Research
Sloppy models
Many scientific models are sloppy, meaning they contain numerous parameters that have little influence on the model’s predictions. In such models, a few parameter combinations are highly sensitive, while many others can vary widely with minimal effect. Recognizing and accounting for sloppiness is essential for understanding model behavior and for guiding uncertainty quantification and experimental design.
A key tool for analyzing sloppy models is the Fisher Information Matrix (FIM), which quantifies how much information the data contain about model parameters. In sloppy models, the eigenvalues of the FIM span several orders of magnitude, reflecting the wide variation in parameter sensitivities. The eigenvectors indicate which combinations of parameters can be tightly constrained by data and which remain effectively unconstrained, providing insight into the structure of uncertainty in the model.
Uncertainty quantification
Model performance is often evaluated by its prediction accuracy against some ground truth. However, ground truth data is not always readily available, and acquiring it can be costly, time-consuming, or even infeasible.

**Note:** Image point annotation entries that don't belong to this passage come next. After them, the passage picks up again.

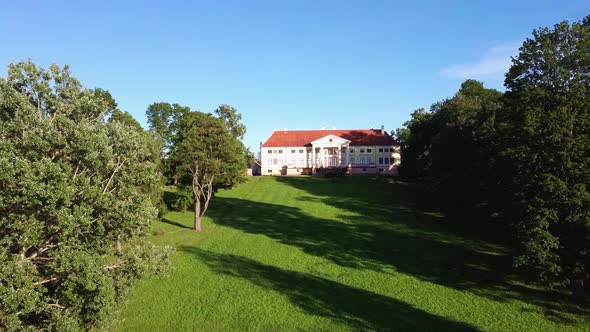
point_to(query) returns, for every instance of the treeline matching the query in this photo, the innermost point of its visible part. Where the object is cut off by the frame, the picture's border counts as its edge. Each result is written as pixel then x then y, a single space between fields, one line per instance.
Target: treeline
pixel 80 185
pixel 520 158
pixel 201 153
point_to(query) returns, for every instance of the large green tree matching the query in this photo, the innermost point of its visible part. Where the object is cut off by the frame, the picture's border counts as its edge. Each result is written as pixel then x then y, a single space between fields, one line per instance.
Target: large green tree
pixel 75 202
pixel 547 145
pixel 206 156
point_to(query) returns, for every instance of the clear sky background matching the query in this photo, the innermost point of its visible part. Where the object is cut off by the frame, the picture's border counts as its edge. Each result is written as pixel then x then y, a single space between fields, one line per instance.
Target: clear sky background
pixel 282 64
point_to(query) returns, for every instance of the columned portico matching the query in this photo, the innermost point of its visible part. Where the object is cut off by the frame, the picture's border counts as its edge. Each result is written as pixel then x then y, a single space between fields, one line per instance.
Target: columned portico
pixel 330 152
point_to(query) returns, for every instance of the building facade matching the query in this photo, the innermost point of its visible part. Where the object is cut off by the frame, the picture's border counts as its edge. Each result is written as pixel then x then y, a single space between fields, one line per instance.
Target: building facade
pixel 361 151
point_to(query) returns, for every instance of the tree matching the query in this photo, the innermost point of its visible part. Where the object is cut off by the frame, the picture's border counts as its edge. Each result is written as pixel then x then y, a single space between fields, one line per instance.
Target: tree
pixel 453 146
pixel 206 157
pixel 75 204
pixel 232 119
pixel 164 121
pixel 546 130
pixel 249 158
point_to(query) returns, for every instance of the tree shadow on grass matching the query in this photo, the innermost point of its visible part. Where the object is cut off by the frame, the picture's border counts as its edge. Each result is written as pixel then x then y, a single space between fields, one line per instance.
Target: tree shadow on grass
pixel 386 233
pixel 359 309
pixel 174 223
pixel 454 253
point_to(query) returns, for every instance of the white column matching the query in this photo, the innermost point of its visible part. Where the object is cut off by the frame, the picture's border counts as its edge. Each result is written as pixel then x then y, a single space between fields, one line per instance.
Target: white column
pixel 347 155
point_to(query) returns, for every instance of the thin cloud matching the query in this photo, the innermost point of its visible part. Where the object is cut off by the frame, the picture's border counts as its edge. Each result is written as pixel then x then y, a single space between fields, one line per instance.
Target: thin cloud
pixel 493 65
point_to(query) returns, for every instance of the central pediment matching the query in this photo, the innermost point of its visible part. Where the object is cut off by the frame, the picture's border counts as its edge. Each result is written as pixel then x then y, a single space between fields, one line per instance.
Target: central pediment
pixel 330 140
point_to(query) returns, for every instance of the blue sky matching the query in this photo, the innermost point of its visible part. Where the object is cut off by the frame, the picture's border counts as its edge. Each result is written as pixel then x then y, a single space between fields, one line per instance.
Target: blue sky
pixel 282 64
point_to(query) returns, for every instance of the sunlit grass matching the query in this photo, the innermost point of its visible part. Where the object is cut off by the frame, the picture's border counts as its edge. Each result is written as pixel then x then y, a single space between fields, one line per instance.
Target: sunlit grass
pixel 299 253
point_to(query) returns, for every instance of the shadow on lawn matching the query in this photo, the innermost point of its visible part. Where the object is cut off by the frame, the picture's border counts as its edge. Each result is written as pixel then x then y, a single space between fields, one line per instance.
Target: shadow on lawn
pixel 386 231
pixel 449 252
pixel 357 308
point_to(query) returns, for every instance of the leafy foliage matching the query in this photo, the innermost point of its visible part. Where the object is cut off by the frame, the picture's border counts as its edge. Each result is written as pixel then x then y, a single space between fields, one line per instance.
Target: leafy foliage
pixel 524 155
pixel 547 147
pixel 77 199
pixel 206 156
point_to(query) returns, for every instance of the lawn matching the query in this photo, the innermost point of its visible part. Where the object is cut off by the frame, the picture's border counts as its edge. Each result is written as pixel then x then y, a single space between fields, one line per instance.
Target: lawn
pixel 354 253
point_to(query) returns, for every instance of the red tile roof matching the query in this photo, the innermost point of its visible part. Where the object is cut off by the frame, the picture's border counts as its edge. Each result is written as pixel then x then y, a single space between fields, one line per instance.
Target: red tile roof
pixel 305 137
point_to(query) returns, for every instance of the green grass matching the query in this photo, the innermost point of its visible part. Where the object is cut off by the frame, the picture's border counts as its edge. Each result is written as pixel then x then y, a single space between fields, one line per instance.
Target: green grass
pixel 300 253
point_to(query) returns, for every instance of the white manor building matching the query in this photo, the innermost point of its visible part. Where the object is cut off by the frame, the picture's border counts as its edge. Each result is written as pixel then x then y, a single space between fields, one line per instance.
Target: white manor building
pixel 291 152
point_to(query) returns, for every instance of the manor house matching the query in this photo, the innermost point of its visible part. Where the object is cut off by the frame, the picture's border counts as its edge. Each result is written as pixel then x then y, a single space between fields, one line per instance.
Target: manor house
pixel 291 152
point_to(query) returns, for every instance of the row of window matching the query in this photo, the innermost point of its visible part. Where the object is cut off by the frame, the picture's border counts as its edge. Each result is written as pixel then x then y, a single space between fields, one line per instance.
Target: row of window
pixel 301 161
pixel 352 150
pixel 281 151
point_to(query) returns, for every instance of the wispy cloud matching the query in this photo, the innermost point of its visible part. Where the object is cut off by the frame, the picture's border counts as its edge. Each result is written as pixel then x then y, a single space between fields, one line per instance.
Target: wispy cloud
pixel 493 64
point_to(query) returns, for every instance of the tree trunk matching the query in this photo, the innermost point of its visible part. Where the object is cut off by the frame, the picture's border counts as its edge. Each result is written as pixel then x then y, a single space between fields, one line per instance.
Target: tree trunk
pixel 197 198
pixel 197 226
pixel 579 291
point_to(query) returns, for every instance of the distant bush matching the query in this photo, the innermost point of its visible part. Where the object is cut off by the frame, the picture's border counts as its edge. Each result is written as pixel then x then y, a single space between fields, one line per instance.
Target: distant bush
pixel 183 200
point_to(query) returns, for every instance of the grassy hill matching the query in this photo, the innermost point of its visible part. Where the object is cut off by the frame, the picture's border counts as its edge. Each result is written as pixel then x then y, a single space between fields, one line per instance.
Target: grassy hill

In such cases, prediction precision, measured by the model’s uncertainty, can serve as a surrogate for reliability.
Uncertainty quantification (UQ) studies how uncertainties inherent in models, data, and assumptions propagate through the modeling process. This includes uncertainty in parameter estimation, model structure, and input data, as well as their impact on final predictions. By formally analyzing these uncertainties, UQ provides a principled way to assess how much confidence can be placed in predictions, identify critical sources of variability, and guide both model improvement and experimental design. Furthermore, to provide meaningful guidance alongside experimental or observational data, predictions should be accompanied not only by an estimate of prediction error, but also by a quantified measure of predictive uncertainty.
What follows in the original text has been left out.